# Week long event and expenses.



## jrbbase (Jun 28, 2014)

Good evening, everyone.

A client has subcontracted my services to provide audiovisual support for a week long event. My question is....how should I address meals for the technicians? Is this an expense that can be passed on or should I discuss a per diem? Any advice will be greatly appreciated.

Thank you.


----------



## Footer (Jun 29, 2014)

It should be factored into what you are charging for labor, it should not be an added line unless your going into a meal penalty or something like that. You should be adding a 30% or more markup for labor to cover these expenses. 

Sent from my Nexus 7 using Tapatalk


----------



## jrbbase (Jun 29, 2014)

Wow, I never thought of that, thank you so much!


----------



## Footer (Jun 29, 2014)

jrbbase said:


> Wow, I never thought of that, thank you so much!

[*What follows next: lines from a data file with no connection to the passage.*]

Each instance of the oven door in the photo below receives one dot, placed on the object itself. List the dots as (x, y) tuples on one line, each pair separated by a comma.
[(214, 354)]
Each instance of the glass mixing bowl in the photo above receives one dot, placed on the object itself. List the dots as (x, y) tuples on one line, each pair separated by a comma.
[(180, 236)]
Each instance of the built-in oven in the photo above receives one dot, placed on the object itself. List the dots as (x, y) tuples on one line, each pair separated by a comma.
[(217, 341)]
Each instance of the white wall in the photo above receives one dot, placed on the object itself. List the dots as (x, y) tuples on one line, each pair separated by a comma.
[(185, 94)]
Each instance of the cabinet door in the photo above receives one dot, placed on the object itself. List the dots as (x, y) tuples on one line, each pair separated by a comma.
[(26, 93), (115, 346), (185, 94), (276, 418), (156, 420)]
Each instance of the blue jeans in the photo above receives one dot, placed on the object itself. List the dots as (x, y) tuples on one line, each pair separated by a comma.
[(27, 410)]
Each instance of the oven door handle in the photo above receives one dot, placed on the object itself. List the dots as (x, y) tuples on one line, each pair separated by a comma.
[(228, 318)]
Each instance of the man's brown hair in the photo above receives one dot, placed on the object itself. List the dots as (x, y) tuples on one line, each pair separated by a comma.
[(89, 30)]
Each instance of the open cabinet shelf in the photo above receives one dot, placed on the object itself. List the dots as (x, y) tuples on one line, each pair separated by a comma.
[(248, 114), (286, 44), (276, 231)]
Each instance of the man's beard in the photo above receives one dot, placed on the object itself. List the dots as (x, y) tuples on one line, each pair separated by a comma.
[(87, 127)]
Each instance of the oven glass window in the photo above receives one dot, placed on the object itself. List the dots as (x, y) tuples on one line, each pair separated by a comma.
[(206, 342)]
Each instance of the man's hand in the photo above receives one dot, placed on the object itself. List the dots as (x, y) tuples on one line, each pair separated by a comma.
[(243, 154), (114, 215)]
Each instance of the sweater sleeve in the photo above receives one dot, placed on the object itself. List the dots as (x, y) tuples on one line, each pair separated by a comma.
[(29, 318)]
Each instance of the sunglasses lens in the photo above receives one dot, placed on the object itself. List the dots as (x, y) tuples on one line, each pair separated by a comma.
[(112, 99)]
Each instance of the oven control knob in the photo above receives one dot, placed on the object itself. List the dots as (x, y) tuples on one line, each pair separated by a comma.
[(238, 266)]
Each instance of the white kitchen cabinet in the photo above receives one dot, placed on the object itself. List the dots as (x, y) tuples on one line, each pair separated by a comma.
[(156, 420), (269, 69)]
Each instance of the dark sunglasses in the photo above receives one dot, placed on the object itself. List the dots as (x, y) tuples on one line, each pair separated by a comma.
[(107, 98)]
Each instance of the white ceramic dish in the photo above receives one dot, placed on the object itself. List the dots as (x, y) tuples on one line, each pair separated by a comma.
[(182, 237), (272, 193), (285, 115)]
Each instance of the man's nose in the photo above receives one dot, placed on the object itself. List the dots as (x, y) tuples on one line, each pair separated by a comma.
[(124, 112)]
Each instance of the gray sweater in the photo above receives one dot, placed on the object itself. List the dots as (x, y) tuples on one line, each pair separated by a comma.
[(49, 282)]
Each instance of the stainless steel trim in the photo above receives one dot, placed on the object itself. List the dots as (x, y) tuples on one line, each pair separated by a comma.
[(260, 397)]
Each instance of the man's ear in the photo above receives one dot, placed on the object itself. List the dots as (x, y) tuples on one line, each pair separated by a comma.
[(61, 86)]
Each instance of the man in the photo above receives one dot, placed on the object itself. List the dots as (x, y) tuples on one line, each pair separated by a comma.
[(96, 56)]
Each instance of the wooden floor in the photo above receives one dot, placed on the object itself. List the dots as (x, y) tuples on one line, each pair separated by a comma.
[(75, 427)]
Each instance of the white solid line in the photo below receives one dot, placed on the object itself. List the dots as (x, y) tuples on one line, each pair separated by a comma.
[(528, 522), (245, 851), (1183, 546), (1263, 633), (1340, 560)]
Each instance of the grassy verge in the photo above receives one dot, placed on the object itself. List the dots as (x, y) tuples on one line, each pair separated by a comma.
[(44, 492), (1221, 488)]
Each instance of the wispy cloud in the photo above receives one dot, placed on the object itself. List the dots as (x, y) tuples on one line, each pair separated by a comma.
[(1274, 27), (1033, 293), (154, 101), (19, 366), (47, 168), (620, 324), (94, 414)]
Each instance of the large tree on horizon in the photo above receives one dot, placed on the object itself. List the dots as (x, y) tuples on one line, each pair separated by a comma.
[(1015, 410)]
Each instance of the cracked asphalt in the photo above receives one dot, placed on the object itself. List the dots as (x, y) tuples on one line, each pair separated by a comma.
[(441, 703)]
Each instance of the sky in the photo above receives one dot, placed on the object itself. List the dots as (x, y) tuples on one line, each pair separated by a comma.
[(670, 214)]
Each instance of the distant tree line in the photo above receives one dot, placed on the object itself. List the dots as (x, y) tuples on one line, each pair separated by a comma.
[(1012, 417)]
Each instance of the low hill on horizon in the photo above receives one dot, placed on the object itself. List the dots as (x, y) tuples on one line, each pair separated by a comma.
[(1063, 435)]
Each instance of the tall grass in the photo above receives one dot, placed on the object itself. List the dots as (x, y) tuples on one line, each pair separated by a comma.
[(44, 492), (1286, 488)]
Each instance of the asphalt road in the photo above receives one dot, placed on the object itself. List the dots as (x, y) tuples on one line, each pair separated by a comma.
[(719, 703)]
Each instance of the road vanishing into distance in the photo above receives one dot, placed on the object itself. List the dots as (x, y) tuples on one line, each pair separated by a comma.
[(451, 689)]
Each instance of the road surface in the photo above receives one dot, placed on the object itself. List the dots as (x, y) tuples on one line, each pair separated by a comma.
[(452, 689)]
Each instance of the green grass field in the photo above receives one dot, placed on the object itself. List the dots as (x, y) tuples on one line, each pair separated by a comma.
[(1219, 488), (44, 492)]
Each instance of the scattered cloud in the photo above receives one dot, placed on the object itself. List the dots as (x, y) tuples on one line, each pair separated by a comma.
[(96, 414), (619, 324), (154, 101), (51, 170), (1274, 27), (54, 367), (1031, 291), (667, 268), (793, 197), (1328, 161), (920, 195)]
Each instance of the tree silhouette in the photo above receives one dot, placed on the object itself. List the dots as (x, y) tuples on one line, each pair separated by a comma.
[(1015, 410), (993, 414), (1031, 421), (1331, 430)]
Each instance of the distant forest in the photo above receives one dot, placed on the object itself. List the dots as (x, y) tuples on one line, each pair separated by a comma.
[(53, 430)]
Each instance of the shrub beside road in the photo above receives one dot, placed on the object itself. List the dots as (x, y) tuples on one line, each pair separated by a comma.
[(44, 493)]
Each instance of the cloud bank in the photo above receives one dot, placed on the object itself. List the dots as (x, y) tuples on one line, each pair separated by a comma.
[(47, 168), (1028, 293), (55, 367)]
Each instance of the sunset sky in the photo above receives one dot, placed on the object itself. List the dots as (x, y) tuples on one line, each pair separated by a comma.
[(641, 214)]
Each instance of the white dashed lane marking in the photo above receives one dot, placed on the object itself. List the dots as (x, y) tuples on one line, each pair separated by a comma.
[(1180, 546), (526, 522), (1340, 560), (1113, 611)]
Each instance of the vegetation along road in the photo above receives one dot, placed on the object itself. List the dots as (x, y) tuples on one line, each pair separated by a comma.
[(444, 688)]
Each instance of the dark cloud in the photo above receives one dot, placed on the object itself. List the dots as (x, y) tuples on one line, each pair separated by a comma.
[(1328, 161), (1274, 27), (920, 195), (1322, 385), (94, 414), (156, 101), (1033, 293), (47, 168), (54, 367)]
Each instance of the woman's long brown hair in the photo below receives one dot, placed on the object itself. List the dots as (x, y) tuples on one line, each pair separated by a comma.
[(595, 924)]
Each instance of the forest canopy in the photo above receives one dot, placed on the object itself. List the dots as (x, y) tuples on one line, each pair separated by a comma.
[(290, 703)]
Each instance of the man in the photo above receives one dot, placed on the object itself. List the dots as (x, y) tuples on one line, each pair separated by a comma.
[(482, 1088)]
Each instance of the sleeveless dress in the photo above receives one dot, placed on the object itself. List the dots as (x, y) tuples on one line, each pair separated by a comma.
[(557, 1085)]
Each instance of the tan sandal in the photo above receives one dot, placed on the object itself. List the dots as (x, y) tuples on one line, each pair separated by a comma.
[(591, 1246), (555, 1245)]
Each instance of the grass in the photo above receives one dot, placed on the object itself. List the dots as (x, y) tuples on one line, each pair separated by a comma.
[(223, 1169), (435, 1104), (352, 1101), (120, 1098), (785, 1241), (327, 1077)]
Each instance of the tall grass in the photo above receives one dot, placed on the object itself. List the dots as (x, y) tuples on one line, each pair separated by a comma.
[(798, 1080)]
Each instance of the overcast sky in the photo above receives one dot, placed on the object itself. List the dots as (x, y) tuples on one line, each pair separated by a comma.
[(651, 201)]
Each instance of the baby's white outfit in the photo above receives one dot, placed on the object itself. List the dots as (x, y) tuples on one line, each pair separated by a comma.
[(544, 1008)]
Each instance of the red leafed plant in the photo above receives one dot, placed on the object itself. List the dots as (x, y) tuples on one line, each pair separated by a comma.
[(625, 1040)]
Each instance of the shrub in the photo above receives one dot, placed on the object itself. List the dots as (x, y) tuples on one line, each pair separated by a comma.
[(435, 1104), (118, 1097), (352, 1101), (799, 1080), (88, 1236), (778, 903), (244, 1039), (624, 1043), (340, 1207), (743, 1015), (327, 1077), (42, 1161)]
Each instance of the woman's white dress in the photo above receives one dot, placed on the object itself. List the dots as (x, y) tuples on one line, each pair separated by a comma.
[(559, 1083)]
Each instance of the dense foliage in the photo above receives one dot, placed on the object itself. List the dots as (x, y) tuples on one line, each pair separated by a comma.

That 30% plus should also cover payroll taxes, workmans comp, or any other benefits provided. It is not uncommon to see a 100% markup for labor charged to a client to cover everything from hotel/food/taxes/payroll overhead.


----------



## MikeJ (Jun 30, 2014)

If the techs must stay on site all day, then put in your contract that meals be provided, or request the schedule to accommodate 1 hour meal beaks.


----------



## Footer (Jun 30, 2014)

MikeJ said:


> If the techs must stay on site all day, then put in your contract that meals be provided, or request the schedule to accommodate 1 hour meal beaks.


Or have a floater that can give breaks. One extra person but sometimes time is money. 

Sent from my Nexus 7 using Tapatalk


----------



## len (Jun 30, 2014)

If there's food on site, sometimes the client just gets meal tickets and distributes them. It's cheaper for them, and your staff doesn't have to wander around some area that may be unknown to them.

Obviously, you want to write in the number of meals provided per day (or per whatever time period) per staff member, into the contract. And also what they get if the event goes overtime.


----------



## techieman33 (Jun 30, 2014)

len said:


> If there's food on site, sometimes the client just gets meal tickets and distributes them. It's cheaper for them, and your staff doesn't have to wander around some area that may be unknown to them.
> 
> Obviously, you want to write in the number of meals provided per day (or per whatever time period) per staff member, into the contract. And also what they get if the event goes overtime.



And it always helps to specify what kind of meals are acceptable, no one wants to find themselves getting pizza several days in a row.


----------



## Footer (Jun 30, 2014)

techieman33 said:


> And it always helps to specify what kind of meals are acceptable, no one wants to find themselves getting pizza several days in a row.



Or worse... vegan. I have walked up to more then one promoter and asked them for a buyout because no one on my crew would eat the rabbit food that was provided in catering...


----------